Plans for a major redevelopment of the centre were first announced in 2013. Revised plans for the $350 million shopping centre expansion were later approved on 11 February 2019. The original redevelopment plans were intended to expand the shopping centre's floor area from 73,365 m2 to 180,235 m2, with the number of car bays rising from 4086 to 7200. The centre could have ultimately ended up with as much as 263,500 m2 of floor space, though some elements were not expected to be completed until 2031.

However by July 2024, apart from minor works and the relocation of a drainage basin, the redevelopment had largely yet to commence, resulting in frustration from the local community and leaving the centre "a shadow of its former self" as retailers have vacated storefronts and parts of the centre have been closed off in anticipation for the delayed redevelopment.

In response to the intense criticism over the delayed redevelopment, in February 2025 Vicinity asserted that the revamp would begin later in 2025. On 20 August 2025, Vicinity announced a smaller in scope $240 million redevelopment for the centre, which will consist of a revitalisation of the existing malls and the addition of a new alfresco dining and entertainment precinct called The Terrace. A new cinema will also be opened, to be operated by Hoyts and Ace Cinemas.
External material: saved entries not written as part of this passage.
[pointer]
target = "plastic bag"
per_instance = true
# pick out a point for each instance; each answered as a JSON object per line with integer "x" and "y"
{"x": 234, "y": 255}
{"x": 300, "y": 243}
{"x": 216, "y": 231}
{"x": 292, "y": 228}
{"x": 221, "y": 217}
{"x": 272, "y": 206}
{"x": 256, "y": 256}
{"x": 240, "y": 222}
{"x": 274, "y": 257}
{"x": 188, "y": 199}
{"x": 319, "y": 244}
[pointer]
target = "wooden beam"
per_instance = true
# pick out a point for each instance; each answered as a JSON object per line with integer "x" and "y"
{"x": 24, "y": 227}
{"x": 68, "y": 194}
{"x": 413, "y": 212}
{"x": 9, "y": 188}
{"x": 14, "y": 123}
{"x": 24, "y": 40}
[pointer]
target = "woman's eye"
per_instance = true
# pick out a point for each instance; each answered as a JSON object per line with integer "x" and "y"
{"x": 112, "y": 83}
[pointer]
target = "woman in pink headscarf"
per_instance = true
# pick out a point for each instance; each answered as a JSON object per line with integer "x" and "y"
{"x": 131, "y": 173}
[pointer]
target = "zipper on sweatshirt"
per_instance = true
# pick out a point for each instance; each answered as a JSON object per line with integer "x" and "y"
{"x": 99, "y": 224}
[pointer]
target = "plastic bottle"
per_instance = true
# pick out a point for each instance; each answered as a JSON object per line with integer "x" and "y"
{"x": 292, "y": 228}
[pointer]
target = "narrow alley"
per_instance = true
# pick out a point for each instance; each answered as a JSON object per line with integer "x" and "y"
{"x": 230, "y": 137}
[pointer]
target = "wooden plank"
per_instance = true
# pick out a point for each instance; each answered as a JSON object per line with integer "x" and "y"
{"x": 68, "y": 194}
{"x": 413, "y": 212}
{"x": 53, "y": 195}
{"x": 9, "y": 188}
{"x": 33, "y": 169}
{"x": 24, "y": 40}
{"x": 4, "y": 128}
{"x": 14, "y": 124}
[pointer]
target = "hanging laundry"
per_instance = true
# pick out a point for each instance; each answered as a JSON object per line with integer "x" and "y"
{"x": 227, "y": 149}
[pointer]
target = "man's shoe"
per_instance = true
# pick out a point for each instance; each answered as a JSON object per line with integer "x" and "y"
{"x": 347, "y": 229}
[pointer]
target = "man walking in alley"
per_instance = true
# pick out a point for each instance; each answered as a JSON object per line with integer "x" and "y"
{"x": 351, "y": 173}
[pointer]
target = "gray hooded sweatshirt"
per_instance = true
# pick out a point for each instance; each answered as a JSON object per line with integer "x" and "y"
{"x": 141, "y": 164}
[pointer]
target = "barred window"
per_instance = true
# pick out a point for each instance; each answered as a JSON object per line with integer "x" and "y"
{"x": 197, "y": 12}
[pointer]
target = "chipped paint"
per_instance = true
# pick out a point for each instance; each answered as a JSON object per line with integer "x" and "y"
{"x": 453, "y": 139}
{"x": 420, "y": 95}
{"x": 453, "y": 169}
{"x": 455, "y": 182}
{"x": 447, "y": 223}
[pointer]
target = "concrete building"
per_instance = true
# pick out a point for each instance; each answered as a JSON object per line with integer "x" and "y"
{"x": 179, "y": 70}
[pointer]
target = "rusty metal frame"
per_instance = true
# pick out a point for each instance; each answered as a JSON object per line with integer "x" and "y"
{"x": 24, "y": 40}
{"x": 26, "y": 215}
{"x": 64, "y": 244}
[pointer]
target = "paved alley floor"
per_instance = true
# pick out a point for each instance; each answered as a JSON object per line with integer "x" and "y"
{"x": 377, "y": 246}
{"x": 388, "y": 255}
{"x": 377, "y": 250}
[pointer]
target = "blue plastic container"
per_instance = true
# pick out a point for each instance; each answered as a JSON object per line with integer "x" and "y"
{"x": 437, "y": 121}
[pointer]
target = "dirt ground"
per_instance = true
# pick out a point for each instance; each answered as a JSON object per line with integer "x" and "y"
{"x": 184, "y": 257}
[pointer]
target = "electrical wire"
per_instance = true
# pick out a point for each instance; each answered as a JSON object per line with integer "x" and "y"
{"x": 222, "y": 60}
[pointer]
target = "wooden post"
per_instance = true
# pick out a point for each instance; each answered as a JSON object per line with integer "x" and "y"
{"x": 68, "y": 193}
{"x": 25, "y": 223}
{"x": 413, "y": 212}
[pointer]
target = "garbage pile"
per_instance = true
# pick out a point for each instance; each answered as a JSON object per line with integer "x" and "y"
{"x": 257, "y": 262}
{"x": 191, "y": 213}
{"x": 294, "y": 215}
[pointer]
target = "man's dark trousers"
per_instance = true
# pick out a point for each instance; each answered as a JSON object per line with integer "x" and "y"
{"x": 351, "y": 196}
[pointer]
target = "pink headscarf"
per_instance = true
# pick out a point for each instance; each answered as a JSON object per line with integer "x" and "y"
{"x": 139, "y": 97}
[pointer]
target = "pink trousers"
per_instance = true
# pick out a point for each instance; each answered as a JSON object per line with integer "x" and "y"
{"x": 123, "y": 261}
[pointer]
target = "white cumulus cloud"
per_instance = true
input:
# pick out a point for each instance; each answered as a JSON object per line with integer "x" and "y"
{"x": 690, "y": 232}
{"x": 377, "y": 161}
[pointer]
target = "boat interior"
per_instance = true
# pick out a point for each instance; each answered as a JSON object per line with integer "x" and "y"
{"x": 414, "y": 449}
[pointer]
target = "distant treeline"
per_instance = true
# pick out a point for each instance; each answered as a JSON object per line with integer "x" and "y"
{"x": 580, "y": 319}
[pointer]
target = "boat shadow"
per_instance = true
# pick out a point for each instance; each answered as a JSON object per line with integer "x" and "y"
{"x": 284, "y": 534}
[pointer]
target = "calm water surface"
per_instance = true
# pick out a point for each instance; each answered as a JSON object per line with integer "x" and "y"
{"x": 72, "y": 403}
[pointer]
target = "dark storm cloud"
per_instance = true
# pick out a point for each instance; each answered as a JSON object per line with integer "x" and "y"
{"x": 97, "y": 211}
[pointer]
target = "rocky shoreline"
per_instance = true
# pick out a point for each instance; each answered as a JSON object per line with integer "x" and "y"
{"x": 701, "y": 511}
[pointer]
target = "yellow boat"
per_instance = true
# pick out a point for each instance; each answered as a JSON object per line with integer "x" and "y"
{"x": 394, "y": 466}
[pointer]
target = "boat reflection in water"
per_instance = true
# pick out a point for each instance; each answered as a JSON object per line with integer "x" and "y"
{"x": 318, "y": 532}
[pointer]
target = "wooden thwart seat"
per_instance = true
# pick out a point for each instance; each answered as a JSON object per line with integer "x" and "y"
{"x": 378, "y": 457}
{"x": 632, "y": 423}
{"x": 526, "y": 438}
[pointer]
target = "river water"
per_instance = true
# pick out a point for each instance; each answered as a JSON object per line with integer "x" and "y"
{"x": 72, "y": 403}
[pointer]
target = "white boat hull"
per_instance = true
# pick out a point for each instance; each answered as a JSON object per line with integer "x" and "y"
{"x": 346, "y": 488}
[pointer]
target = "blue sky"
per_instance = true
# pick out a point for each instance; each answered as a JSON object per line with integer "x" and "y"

Construction commenced in September 2025 and In February 2026, Myer announced they would refurbish their Galleria store with the refurbishment expected to be complete in October 2026, in time for the opening of the greater redevelopment of Galleria and the Christmas trading season.

On 20 August 2026, Vicinity Centres released a list of 75 new retailers which would be opening in the refurbished Galleria, divided into 39 "fashion", 5 "tech and lifestyle", 10 "health and beauty", and 21 "dining and entertainment" businesses.

==Transport==
Multiple Transperth bus services operate from Galleria bus station.